The National Quality Board (NQB) has published its final report setting out how quality will be maintained and improved in the new health system.

The NQB brings together the national organisations across the health system responsible for quality including the Care Quality Commission, Monitor, the NHS Trust Development Authority, NICE, the General Medial Council, the Nursing and Midwifery Council, the NHS Commissioning Board, Public Health England and the Department of Health.

This report focuses predominantly on how the new system should prevent, identify and respond to serious failures in quality and provides a collective statement from NQB members as to:

  1. the nature and place of quality in the new health system;
  2. the distinct roles and responsibilities for quality of the different parts of the system;
  3. how the different parts of the system should work together to share information and intelligence on quality and to ensure an aligned and coordinated system wide response in the event of a quality failure; and
  4. the values and behaviours that all parts of the system will need to display in order to put the interests of patients and the public first and ahead of organisational interests.

The report has been finalised following its publication in draft form in August 2012.  The NQB is grateful for comments and views they received its draft report, and has taken these into account, alongside developments in the system, in finalising its report.

How to establish a Quality Surveillance Group

The NQB is also publishing accompanying guidance to the system on establishing Quality Surveillance Groups (QSGs).  A network of QSGs is being established across the country to bring together different parts of health and care economies locally and in each region in England to routinely share information and intelligence to protect the quality of care patients receive.

QSGs will be established between now and March 2013, ready to go live in the new system from April 2013.  The NQB guidance includes an assurance process, which will be rolled out between January and March 2013, to ensure that the network of QSGs is ready to go live from April.

QSGs should not add another level of bureaucracy but instead provide a forum for local partners to realise the cultures and values of open and honest cooperation which should be in place already.  They should seek to reduce the burden of performance management and regulation on providers of services, by ensuring that supervisory, commissioning and regulatory bodies work in a more coordinated way.
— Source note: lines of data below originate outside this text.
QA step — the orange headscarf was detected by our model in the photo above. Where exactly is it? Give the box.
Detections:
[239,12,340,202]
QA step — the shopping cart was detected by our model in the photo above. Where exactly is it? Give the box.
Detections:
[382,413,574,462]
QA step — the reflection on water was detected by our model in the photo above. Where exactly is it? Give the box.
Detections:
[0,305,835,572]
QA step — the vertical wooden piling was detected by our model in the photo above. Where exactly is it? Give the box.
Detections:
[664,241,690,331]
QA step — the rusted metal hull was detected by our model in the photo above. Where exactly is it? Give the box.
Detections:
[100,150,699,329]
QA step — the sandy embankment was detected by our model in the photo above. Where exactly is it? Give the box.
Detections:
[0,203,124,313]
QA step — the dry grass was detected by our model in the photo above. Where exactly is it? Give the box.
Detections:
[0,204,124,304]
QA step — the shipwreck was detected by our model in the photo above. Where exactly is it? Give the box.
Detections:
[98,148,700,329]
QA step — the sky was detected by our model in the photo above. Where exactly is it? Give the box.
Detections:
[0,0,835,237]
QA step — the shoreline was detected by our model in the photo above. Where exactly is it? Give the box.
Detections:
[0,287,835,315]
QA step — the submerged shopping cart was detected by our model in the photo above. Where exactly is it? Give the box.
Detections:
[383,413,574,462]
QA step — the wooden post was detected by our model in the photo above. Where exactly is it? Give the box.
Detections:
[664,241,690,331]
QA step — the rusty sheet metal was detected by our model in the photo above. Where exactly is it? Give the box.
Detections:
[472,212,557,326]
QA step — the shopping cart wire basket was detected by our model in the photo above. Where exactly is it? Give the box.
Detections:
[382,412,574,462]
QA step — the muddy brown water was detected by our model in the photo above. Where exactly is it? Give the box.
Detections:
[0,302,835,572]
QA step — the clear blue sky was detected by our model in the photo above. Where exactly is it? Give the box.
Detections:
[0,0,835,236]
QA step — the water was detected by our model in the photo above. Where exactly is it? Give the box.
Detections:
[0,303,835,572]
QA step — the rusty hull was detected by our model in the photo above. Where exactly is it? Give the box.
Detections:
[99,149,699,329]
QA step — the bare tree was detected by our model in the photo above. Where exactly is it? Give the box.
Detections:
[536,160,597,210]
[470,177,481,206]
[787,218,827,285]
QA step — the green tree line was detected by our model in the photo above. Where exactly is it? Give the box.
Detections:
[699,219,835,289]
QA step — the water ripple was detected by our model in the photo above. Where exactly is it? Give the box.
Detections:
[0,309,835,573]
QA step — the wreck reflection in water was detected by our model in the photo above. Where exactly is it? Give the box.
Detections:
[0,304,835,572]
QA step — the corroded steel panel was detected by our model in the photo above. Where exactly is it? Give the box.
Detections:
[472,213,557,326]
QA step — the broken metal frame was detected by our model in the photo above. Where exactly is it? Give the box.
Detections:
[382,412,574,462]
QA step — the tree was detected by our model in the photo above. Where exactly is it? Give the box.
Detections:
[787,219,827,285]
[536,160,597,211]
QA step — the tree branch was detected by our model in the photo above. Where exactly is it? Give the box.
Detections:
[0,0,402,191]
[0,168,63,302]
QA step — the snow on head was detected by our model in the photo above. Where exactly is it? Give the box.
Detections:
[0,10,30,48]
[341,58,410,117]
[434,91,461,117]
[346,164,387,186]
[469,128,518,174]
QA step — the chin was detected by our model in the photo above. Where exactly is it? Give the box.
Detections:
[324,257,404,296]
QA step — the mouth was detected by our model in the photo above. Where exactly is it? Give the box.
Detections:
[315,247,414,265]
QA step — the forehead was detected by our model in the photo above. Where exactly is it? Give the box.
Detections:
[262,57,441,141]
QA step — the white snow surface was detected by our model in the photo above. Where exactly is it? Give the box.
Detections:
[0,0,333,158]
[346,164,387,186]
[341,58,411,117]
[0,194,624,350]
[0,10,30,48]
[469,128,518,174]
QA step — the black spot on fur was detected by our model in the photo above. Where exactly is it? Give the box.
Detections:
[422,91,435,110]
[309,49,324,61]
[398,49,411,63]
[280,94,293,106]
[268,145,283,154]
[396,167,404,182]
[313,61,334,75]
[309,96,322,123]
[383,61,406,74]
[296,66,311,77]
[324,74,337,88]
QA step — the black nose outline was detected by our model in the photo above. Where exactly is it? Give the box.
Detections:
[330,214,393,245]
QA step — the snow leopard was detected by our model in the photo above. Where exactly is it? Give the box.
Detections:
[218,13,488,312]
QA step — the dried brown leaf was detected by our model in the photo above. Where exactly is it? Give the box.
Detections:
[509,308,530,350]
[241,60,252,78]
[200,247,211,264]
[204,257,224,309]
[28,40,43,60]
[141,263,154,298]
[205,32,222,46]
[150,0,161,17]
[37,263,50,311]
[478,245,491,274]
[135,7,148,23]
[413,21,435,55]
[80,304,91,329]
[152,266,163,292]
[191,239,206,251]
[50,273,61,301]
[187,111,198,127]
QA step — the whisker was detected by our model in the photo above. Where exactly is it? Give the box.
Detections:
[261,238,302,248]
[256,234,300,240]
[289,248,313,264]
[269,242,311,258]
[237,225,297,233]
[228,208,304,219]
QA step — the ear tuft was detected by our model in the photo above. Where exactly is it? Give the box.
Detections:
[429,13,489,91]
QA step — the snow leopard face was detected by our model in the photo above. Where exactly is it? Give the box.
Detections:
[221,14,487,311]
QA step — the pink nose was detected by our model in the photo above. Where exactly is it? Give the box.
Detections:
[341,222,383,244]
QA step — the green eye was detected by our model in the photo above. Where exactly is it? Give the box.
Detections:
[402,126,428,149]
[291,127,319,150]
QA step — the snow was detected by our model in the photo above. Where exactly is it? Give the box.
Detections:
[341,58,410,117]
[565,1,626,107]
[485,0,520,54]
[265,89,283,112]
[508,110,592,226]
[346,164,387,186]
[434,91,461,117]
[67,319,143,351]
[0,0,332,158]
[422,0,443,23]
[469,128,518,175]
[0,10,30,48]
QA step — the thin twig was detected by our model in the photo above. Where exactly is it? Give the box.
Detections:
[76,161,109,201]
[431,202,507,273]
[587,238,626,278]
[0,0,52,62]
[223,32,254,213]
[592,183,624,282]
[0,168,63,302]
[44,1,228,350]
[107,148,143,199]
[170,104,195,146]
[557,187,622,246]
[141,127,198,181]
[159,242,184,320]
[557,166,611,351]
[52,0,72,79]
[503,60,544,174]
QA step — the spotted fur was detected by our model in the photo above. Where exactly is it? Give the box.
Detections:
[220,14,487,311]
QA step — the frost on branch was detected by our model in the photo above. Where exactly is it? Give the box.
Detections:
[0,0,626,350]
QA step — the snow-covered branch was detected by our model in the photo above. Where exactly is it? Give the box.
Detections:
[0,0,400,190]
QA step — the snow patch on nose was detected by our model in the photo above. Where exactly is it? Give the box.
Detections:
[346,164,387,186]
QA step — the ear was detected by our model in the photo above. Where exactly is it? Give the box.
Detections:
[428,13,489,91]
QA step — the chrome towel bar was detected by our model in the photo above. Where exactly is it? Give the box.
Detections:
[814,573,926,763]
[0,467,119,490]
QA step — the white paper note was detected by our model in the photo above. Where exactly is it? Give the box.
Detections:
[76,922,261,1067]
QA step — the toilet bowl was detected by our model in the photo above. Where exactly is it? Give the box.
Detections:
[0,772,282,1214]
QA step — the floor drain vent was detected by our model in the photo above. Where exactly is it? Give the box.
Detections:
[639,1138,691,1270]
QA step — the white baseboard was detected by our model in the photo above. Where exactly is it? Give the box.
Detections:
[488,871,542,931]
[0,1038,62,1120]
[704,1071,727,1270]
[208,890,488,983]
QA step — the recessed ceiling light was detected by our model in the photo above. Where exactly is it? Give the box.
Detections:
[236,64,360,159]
QSGs will be supported and facilitated by the NHS Commissioning Board’s 27 Area and four Regional Teams.  This guidance provides advice and support to health economies in establishing their QSGs, and has been informed by a series of pilots in the Midlands and East Region.  The National Quality Board would like to thank that region, and the areas of Hertfordshire and South Midlands, and Essex for agreeing to take part in these pilots, which have provided valuable insight.

The NQB is conscious that the forthcoming final report of the Mid Staffordshire NHS Foundation Trust Public Inquiry may have a bearing on their report and the model of Quality Surveillance Groups.  The NQB will consider any relevant findings and recommendations from the Public Inquiry, and update these documents as is necessary in due course.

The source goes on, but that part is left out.